The Report On The One That Got Away
When Terri Zimmerman returns to her childhood home, she does not realize that her life is about to change. She enters the Stag Club and meets Dinty Smith, the owner. As she laments her unfortunate predicaments, he listens with empathy and the two reminisce about their younger years on the banks of the Mississippi River. She also reconnects with Glen, a friend with ties to a prominent brewing family. His infamous grandmother, Anna, is the famous Lavender Lady, a socialite and legendary personality in the region. Rekindled friendships, budding romances, and new encounters meet in a whirlwind as the Great Flood of 1993 unleashes its fury along the Mississippi’s shores.
I selected The One That Got Away, by Clint Hofer, because I also live in Missouri and felt I could relate to the unique local culture of the Show-Me State. I also remember the social, economical, and psychological effects that the Great Flood of 1993 has had on the people living in the region. I was not disappointed! I was expecting a typical plot-driven damsel in distress narrative, but this book is so much more.

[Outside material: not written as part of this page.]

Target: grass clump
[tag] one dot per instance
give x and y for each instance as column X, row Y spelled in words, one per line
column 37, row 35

The best part of the book was the descriptions that were encased in humor. The development of the characters, the setting, and the historical context are so captivating that one would not mind that there is relatively little plot in this book. The author’s ability to craft believable characters as products of their culture was exceptional. I could actually picture Dinty singing along to Floyd Cramer and Jerry Lee Lewis behind the wheel of his truck, see the “Nazi” decor of the mansion, and imagine the secluded cavern brewery which was “like a small Hooverville.” As the characters interact, the author’s clever use of whimsical comebacks and witty wisecracks keep the reader engaged and entertained. This creates both an ominous mood as Mother Nature prepares to devastate the area and a light-hearted connection to others that spans across generations. The very best part is the resolution of the story as metaphors and themes are revealed.
There is nothing about the narrative I did not like. The only comment I have is that the physical layout of the book was a little difficult to read at first. The PDF file I received had two columns on one page that were side by side. Usually, there is only one, allowing for easier scrolling. This layout was a bit cumbersome to navigate on devices. This critique, however, is a very minor and I consider this to be a mechanical flaw that did not take away from the snazzy humor, depth of descriptions, and characterization in the story. For these reasons, I give this book 4 out of 4 stars.
I recommend this book for all readers, as this story covers many genres. Those who are familiar with Missouri or the brewing industry will especially enjoy the complete immersion into these cultures. There are some adult themes on social issues and sporadic profanity, so it may not be suitable for younger readers. Additionally, it is well-edited and there are only a few minor errors in punctuation.